Corticosteroids plus low-dose aspirin versus placebo:
The RCT identified by the systematic review found that prednisolone plus aspirin significantly increased the risk of hypertension (AR 13% with prednisolone plus aspirin v 5% with placebo; P = 0.05) and gestational diabetes (202 women, including 88 women with antiphospholipid syndrome; AR 15/101 [15%] with prednisolone plus aspirin v 5/101 [5%] with placebo; RR 3.0, 95% CI 1.1 to 7.9) compared with placebo. Prednisolone plus aspirin significantly increased the risk of preterm birth (AR 41/101 [41%] with prednisolone plus low-dose aspirin v 7/101 [7%] with placebo; RR 5.9, 95% CI 2.8 to 12.4) and admission to neonatal intensive care (AR for admission to neonatal intensive care: 18/101 [18%] with prednisolone plus aspirin v 2/101 [2%] with placebo; RR 9.0, 95% CI 2.1 to 37.8) compared with placebo.

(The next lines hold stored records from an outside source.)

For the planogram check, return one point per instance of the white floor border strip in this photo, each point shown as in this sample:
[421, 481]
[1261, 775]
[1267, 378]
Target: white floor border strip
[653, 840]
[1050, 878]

Corticosteroids plus low-dose aspirin versus low-dose aspirin alone:
The review found that prednisolone plus aspirin significantly increased the risk of preterm birth compared with aspirin alone (1 RCT, 39 women randomised; 8/12 [67%] with prednisolone plus low-dose aspirin v 3/22 [14%] with aspirin alone; RR 4.9, 95% CI 1.6 to 15.1). Prednisolone plus aspirin was associated with significantly lower birthweight of neonates compared with aspirin alone (34 neonates; mean birthweight: 2800 g with prednisolone plus aspirin v 3352 g with aspirin alone; mean weight reduction 552 g, 95% CI 1064 g to 39 g). However, no infants in either group were growth retarded (below 10th percentile) at birth. There were no perinatal deaths or significant haemorrhage in mother or neonate.
Comment
The review identified one RCT comparing prednisolone plus low-dose aspirin versus heparin plus low-dose aspirin. Although the review reported that the RCT included 45 women, the original paper reported that only 20 of these women had been randomised to their treatment group, with only eight women randomised to prednisolone plus aspirin. This RCT therefore did not meet BMJ Clinical Evidence inclusion criteria, which require at least 10 randomised people in each treatment group.